Application of matB to detect different processed mushroom products. The qualitative PCR detection (a), Lane M: DNA Marker DL 2000; 0: negative control; 1 to 2: positive control; 3 to 4: Lentinus edodes sauce; 5 to 6: Pleurotus eryngii sauce. The quantitative PCR detection (b), lane 1: positive control; 2: Lentinus edodes sauce; 3: Pleurotus eryngii sauce; 4: negative control

CONCLUSION

Food adulteration is occurring increasingly often today.
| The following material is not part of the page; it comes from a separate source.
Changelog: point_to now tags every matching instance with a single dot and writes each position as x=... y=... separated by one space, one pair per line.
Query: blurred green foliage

Wild edible mushrooms are popular among consumers because of their good flavor and high nutritional value. Due to seasonal limitations and other reasons, adulteration of expensive wild edible mushrooms may occur. In the detection of food adulteration, the PCR amplification of endogenous reference gene is becoming increasingly important. In this paper, specificity and sensitivity verification revealed that matB gene can be used as an endogenous reference gene to detect L. edodes based on PCR. The specificity and detection limit of matB gene was verified by qualitative and real‐time quantitative PCR. The detection limit of real‐time quantitative PCR was as low as 16 pg/μl which indicates this method is sufficiently sensitive. The method can be used to detect processed L. edodes products containing small amounts of target genomic DNA. Results showed that the method could be used to detect L. edodes processed products with a good detection limit and could be used to detect the adulteration of wild mushrooms. It provides methodological support for the regulation of adulterated wild mushroom products containing the component of L. edodes.

CONFLICTS OF INTEREST

The authors declare no conflict of interest.